How Could You Write Such a Depressing Post about Mother’s Day?
In short, it’s easy. I’ve felt for a long time that I am NOT obliged to live by the same mindset as everyone around me. I’ve been fine with that for years.
But, I have two real reasons:
- For those of you who have an intact family, haven’t suffered losing a child (yes, I’ve done that, too), enjoy healthy relationships with your extended family and know that you will be appropriately celebrated (and then some) on Mother’s Day, remember that there are women around you who are hurting. They have buried children, lost husbands, tried to have children and failed, and suffered things that you cannot truly understand. Give them an extra hug and let them know that somebody cares.
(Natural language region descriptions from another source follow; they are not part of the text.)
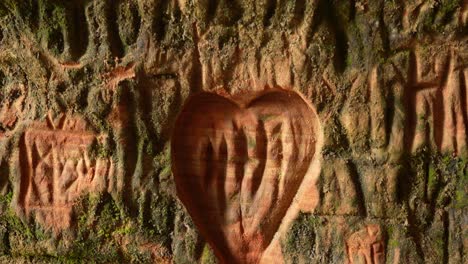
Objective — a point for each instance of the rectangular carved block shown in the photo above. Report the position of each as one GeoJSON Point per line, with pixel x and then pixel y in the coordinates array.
{"type": "Point", "coordinates": [56, 169]}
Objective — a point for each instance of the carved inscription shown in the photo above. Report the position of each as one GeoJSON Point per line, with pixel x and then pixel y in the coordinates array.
{"type": "Point", "coordinates": [437, 107]}
{"type": "Point", "coordinates": [238, 165]}
{"type": "Point", "coordinates": [56, 169]}
{"type": "Point", "coordinates": [366, 246]}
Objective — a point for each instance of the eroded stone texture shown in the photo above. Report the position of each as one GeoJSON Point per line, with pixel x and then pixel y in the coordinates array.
{"type": "Point", "coordinates": [366, 246]}
{"type": "Point", "coordinates": [238, 164]}
{"type": "Point", "coordinates": [56, 169]}
{"type": "Point", "coordinates": [387, 81]}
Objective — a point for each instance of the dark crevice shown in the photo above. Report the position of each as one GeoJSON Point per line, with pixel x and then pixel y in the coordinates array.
{"type": "Point", "coordinates": [196, 71]}
{"type": "Point", "coordinates": [389, 113]}
{"type": "Point", "coordinates": [415, 233]}
{"type": "Point", "coordinates": [261, 146]}
{"type": "Point", "coordinates": [211, 10]}
{"type": "Point", "coordinates": [160, 20]}
{"type": "Point", "coordinates": [352, 10]}
{"type": "Point", "coordinates": [445, 219]}
{"type": "Point", "coordinates": [464, 101]}
{"type": "Point", "coordinates": [113, 36]}
{"type": "Point", "coordinates": [354, 176]}
{"type": "Point", "coordinates": [270, 12]}
{"type": "Point", "coordinates": [383, 30]}
{"type": "Point", "coordinates": [128, 138]}
{"type": "Point", "coordinates": [327, 9]}
{"type": "Point", "coordinates": [438, 109]}
{"type": "Point", "coordinates": [222, 164]}
{"type": "Point", "coordinates": [77, 30]}
{"type": "Point", "coordinates": [299, 12]}
{"type": "Point", "coordinates": [409, 95]}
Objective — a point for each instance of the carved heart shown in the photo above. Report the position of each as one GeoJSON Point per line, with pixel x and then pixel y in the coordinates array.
{"type": "Point", "coordinates": [238, 164]}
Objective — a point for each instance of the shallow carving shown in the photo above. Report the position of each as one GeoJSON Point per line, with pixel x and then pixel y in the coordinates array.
{"type": "Point", "coordinates": [56, 169]}
{"type": "Point", "coordinates": [366, 246]}
{"type": "Point", "coordinates": [238, 164]}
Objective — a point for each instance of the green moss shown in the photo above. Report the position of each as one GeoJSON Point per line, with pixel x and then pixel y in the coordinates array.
{"type": "Point", "coordinates": [208, 256]}
{"type": "Point", "coordinates": [300, 240]}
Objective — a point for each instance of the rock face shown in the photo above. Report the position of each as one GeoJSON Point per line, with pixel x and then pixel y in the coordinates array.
{"type": "Point", "coordinates": [238, 165]}
{"type": "Point", "coordinates": [177, 131]}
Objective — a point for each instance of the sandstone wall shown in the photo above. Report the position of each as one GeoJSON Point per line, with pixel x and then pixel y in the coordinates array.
{"type": "Point", "coordinates": [90, 91]}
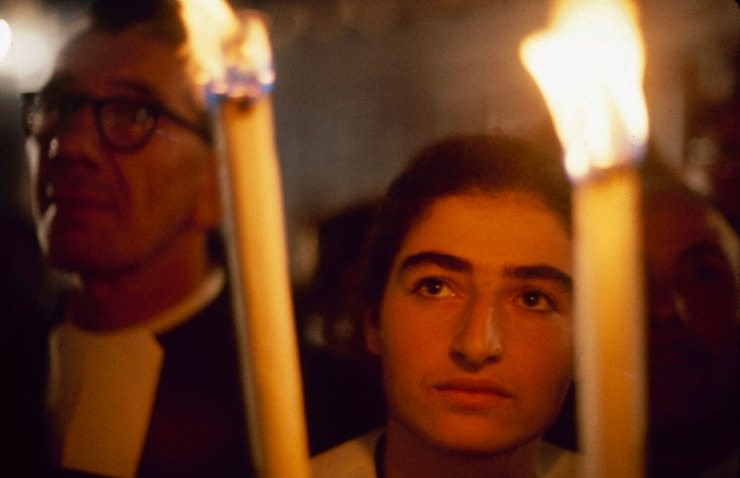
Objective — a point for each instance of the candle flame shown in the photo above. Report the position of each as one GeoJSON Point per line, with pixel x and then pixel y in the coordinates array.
{"type": "Point", "coordinates": [589, 65]}
{"type": "Point", "coordinates": [228, 54]}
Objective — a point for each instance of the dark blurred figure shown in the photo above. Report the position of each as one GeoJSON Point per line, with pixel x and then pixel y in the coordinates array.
{"type": "Point", "coordinates": [342, 385]}
{"type": "Point", "coordinates": [143, 374]}
{"type": "Point", "coordinates": [694, 335]}
{"type": "Point", "coordinates": [26, 298]}
{"type": "Point", "coordinates": [26, 294]}
{"type": "Point", "coordinates": [714, 148]}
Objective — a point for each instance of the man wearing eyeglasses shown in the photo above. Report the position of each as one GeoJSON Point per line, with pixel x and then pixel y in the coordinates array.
{"type": "Point", "coordinates": [143, 375]}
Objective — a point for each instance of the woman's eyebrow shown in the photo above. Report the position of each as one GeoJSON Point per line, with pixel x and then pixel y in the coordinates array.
{"type": "Point", "coordinates": [540, 271]}
{"type": "Point", "coordinates": [445, 261]}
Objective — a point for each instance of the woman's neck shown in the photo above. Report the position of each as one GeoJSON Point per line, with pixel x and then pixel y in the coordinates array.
{"type": "Point", "coordinates": [407, 455]}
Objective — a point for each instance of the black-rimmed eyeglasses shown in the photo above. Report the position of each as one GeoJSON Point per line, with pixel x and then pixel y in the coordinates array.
{"type": "Point", "coordinates": [124, 124]}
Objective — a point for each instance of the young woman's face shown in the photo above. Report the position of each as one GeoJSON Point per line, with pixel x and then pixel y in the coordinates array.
{"type": "Point", "coordinates": [475, 323]}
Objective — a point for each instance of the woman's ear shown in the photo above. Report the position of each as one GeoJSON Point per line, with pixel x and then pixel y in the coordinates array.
{"type": "Point", "coordinates": [373, 336]}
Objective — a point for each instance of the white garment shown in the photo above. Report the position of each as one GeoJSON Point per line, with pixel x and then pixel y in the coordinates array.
{"type": "Point", "coordinates": [102, 386]}
{"type": "Point", "coordinates": [356, 459]}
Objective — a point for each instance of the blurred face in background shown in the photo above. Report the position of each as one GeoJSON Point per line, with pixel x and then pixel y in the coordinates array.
{"type": "Point", "coordinates": [693, 305]}
{"type": "Point", "coordinates": [474, 332]}
{"type": "Point", "coordinates": [103, 208]}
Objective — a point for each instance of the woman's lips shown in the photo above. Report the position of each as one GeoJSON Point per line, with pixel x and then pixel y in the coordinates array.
{"type": "Point", "coordinates": [468, 392]}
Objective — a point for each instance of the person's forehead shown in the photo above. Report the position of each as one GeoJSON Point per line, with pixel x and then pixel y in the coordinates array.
{"type": "Point", "coordinates": [507, 228]}
{"type": "Point", "coordinates": [104, 63]}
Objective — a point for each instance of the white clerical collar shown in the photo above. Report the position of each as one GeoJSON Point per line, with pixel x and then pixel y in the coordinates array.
{"type": "Point", "coordinates": [102, 385]}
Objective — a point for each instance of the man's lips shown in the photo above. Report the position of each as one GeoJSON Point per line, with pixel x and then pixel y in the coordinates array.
{"type": "Point", "coordinates": [472, 388]}
{"type": "Point", "coordinates": [85, 197]}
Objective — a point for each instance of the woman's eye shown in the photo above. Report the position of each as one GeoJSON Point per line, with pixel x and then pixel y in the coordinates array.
{"type": "Point", "coordinates": [536, 301]}
{"type": "Point", "coordinates": [433, 287]}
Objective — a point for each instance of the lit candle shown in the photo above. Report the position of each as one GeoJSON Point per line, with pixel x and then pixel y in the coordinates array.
{"type": "Point", "coordinates": [232, 60]}
{"type": "Point", "coordinates": [589, 65]}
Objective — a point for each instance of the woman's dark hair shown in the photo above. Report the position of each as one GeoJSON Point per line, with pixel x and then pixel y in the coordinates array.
{"type": "Point", "coordinates": [117, 15]}
{"type": "Point", "coordinates": [455, 165]}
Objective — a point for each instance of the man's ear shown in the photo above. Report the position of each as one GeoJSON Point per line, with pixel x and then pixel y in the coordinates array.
{"type": "Point", "coordinates": [373, 336]}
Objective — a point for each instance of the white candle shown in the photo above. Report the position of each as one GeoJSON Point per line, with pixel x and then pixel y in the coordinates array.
{"type": "Point", "coordinates": [234, 61]}
{"type": "Point", "coordinates": [589, 65]}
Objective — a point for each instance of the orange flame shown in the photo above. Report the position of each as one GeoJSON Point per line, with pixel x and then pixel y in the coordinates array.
{"type": "Point", "coordinates": [589, 65]}
{"type": "Point", "coordinates": [229, 54]}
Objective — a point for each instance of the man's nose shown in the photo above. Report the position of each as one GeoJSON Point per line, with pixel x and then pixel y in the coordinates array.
{"type": "Point", "coordinates": [478, 339]}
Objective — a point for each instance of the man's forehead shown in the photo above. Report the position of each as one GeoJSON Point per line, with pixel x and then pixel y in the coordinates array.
{"type": "Point", "coordinates": [132, 60]}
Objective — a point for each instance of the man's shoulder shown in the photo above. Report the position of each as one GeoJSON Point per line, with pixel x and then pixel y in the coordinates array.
{"type": "Point", "coordinates": [351, 459]}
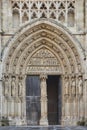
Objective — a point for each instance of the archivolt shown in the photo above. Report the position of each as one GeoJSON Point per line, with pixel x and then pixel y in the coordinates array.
{"type": "Point", "coordinates": [32, 38]}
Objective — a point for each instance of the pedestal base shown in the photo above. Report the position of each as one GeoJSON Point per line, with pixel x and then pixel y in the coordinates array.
{"type": "Point", "coordinates": [44, 121]}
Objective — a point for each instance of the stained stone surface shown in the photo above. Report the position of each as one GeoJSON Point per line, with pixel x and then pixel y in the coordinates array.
{"type": "Point", "coordinates": [42, 128]}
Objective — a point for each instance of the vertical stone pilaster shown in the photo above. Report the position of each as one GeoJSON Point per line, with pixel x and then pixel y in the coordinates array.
{"type": "Point", "coordinates": [79, 15]}
{"type": "Point", "coordinates": [43, 120]}
{"type": "Point", "coordinates": [63, 101]}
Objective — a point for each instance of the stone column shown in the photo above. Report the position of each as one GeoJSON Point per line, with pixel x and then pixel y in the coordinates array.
{"type": "Point", "coordinates": [43, 120]}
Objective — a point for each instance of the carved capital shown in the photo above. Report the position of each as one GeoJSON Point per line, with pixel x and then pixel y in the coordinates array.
{"type": "Point", "coordinates": [43, 76]}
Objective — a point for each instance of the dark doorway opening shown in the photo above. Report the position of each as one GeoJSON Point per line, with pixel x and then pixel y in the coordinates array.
{"type": "Point", "coordinates": [33, 108]}
{"type": "Point", "coordinates": [54, 95]}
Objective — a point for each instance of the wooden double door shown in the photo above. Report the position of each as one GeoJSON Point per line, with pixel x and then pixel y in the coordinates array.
{"type": "Point", "coordinates": [33, 102]}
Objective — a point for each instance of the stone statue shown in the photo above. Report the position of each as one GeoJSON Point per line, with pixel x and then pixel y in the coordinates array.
{"type": "Point", "coordinates": [6, 86]}
{"type": "Point", "coordinates": [13, 86]}
{"type": "Point", "coordinates": [80, 86]}
{"type": "Point", "coordinates": [43, 87]}
{"type": "Point", "coordinates": [66, 86]}
{"type": "Point", "coordinates": [73, 86]}
{"type": "Point", "coordinates": [20, 86]}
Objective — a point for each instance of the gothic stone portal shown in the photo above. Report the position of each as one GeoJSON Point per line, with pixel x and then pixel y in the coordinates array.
{"type": "Point", "coordinates": [51, 114]}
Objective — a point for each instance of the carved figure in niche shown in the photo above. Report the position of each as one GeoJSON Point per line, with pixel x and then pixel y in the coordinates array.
{"type": "Point", "coordinates": [66, 86]}
{"type": "Point", "coordinates": [43, 86]}
{"type": "Point", "coordinates": [80, 86]}
{"type": "Point", "coordinates": [73, 86]}
{"type": "Point", "coordinates": [20, 86]}
{"type": "Point", "coordinates": [6, 86]}
{"type": "Point", "coordinates": [13, 87]}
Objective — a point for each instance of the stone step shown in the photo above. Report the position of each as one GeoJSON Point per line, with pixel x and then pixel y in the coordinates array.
{"type": "Point", "coordinates": [41, 128]}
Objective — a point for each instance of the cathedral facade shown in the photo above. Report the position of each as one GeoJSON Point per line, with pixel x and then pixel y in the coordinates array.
{"type": "Point", "coordinates": [43, 61]}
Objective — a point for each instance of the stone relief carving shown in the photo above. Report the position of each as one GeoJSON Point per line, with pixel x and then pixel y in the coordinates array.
{"type": "Point", "coordinates": [34, 46]}
{"type": "Point", "coordinates": [66, 90]}
{"type": "Point", "coordinates": [73, 86]}
{"type": "Point", "coordinates": [20, 86]}
{"type": "Point", "coordinates": [80, 86]}
{"type": "Point", "coordinates": [6, 85]}
{"type": "Point", "coordinates": [46, 9]}
{"type": "Point", "coordinates": [13, 87]}
{"type": "Point", "coordinates": [43, 60]}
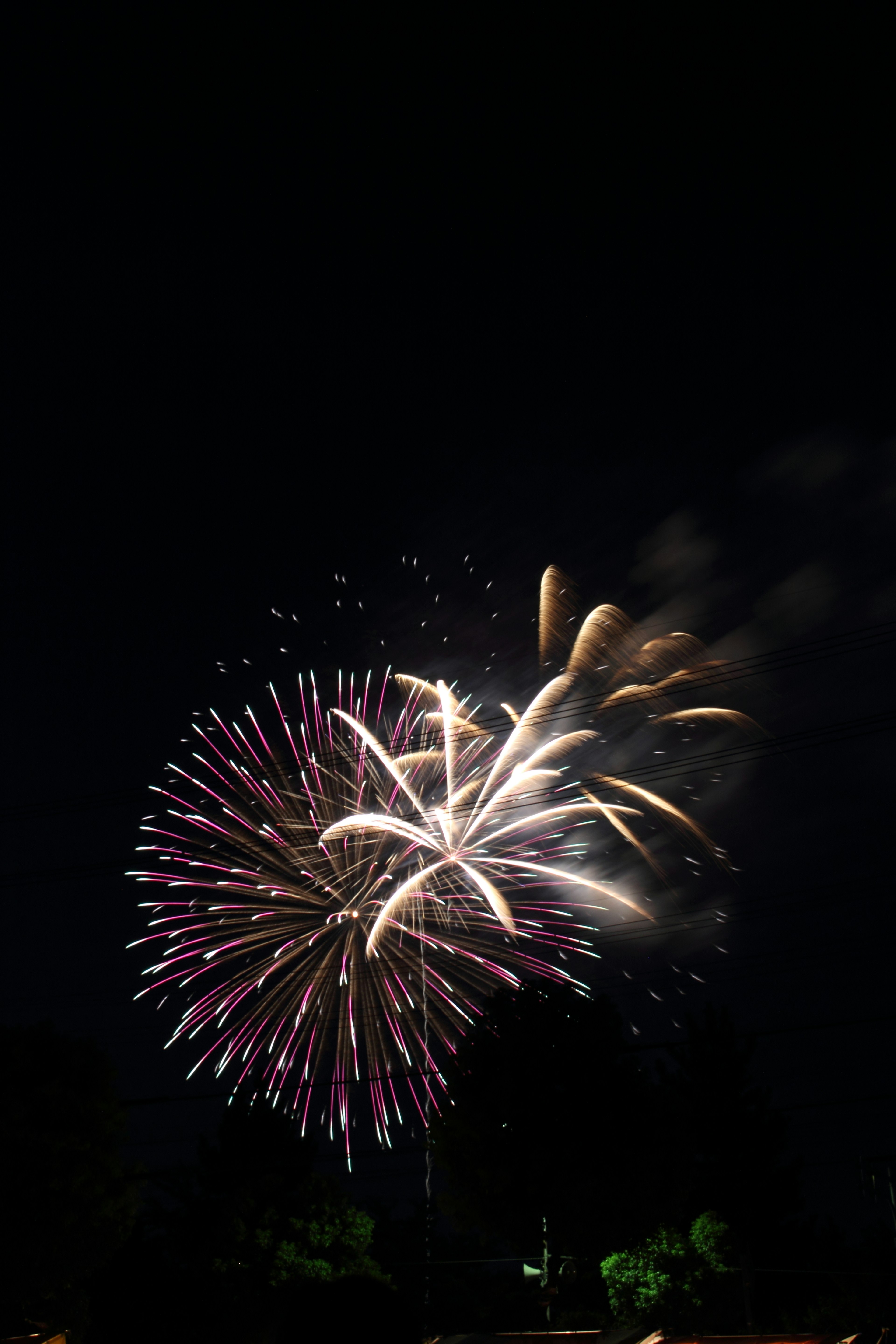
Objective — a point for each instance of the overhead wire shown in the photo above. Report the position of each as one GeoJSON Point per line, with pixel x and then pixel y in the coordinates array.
{"type": "Point", "coordinates": [860, 640]}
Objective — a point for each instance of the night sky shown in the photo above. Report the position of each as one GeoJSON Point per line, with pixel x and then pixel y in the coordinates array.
{"type": "Point", "coordinates": [285, 306]}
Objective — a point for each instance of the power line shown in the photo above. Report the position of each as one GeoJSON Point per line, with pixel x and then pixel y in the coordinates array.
{"type": "Point", "coordinates": [821, 736]}
{"type": "Point", "coordinates": [860, 640]}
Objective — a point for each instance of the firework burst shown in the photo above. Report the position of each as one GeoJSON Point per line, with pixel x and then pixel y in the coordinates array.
{"type": "Point", "coordinates": [354, 886]}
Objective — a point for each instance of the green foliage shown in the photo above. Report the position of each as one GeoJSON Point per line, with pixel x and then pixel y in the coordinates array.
{"type": "Point", "coordinates": [668, 1273]}
{"type": "Point", "coordinates": [550, 1117]}
{"type": "Point", "coordinates": [729, 1142]}
{"type": "Point", "coordinates": [64, 1189]}
{"type": "Point", "coordinates": [288, 1250]}
{"type": "Point", "coordinates": [249, 1240]}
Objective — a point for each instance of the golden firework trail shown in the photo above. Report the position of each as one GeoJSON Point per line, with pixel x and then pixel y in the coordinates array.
{"type": "Point", "coordinates": [355, 888]}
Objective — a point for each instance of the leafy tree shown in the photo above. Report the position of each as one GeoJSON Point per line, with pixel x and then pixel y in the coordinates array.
{"type": "Point", "coordinates": [68, 1201]}
{"type": "Point", "coordinates": [550, 1119]}
{"type": "Point", "coordinates": [248, 1242]}
{"type": "Point", "coordinates": [730, 1143]}
{"type": "Point", "coordinates": [665, 1277]}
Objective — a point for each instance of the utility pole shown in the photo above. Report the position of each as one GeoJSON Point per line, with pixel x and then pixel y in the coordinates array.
{"type": "Point", "coordinates": [747, 1279]}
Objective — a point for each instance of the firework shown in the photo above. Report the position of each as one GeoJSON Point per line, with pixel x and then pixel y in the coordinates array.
{"type": "Point", "coordinates": [353, 888]}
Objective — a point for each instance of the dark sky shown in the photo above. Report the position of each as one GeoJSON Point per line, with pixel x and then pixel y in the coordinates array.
{"type": "Point", "coordinates": [284, 304]}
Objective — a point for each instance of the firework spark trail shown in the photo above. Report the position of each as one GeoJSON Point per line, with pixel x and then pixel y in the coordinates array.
{"type": "Point", "coordinates": [353, 901]}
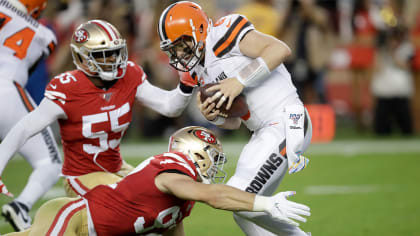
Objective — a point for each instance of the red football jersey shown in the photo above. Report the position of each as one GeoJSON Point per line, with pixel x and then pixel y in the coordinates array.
{"type": "Point", "coordinates": [96, 119]}
{"type": "Point", "coordinates": [135, 205]}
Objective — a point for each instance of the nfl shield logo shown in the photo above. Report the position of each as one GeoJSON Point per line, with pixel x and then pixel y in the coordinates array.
{"type": "Point", "coordinates": [107, 96]}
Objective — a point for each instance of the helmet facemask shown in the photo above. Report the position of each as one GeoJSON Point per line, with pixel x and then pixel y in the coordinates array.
{"type": "Point", "coordinates": [204, 150]}
{"type": "Point", "coordinates": [183, 28]}
{"type": "Point", "coordinates": [108, 64]}
{"type": "Point", "coordinates": [210, 169]}
{"type": "Point", "coordinates": [184, 53]}
{"type": "Point", "coordinates": [99, 50]}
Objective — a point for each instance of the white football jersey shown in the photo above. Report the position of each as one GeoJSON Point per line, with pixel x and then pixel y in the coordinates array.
{"type": "Point", "coordinates": [223, 59]}
{"type": "Point", "coordinates": [23, 42]}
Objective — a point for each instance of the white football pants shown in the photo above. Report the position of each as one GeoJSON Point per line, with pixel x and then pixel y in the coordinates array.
{"type": "Point", "coordinates": [40, 150]}
{"type": "Point", "coordinates": [260, 169]}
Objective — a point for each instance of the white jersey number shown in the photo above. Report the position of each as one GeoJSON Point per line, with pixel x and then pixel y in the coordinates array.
{"type": "Point", "coordinates": [19, 41]}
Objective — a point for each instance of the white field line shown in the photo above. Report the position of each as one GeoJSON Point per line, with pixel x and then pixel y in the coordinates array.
{"type": "Point", "coordinates": [346, 189]}
{"type": "Point", "coordinates": [347, 148]}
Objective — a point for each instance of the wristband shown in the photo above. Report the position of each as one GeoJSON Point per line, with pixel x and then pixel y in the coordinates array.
{"type": "Point", "coordinates": [255, 72]}
{"type": "Point", "coordinates": [218, 120]}
{"type": "Point", "coordinates": [261, 203]}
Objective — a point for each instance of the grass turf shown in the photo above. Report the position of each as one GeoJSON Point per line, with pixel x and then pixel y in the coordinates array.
{"type": "Point", "coordinates": [374, 194]}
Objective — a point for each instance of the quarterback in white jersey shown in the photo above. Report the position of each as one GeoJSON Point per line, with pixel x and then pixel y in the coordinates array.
{"type": "Point", "coordinates": [243, 61]}
{"type": "Point", "coordinates": [23, 43]}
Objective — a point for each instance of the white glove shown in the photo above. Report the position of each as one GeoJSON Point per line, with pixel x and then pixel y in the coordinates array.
{"type": "Point", "coordinates": [4, 190]}
{"type": "Point", "coordinates": [282, 209]}
{"type": "Point", "coordinates": [297, 163]}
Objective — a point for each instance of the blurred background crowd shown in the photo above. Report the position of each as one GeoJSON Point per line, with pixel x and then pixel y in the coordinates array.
{"type": "Point", "coordinates": [355, 63]}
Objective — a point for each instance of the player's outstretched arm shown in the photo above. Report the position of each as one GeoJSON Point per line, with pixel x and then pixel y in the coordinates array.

- For those of you who experience a Mother’s Day like mine, take heart. YOU ARE NOT ALONE. We’ve made it through before, and we’ll make it through again. Give yourself the gift of freeing yourself from the guilt of not liking the day. It’s o.k.
In the end, all women are beautiful.
Celebrate the special women in your life by expressing your gratitude to them daily, instead of making a big show once a year. Look for the good in them, and be amazed at all you find.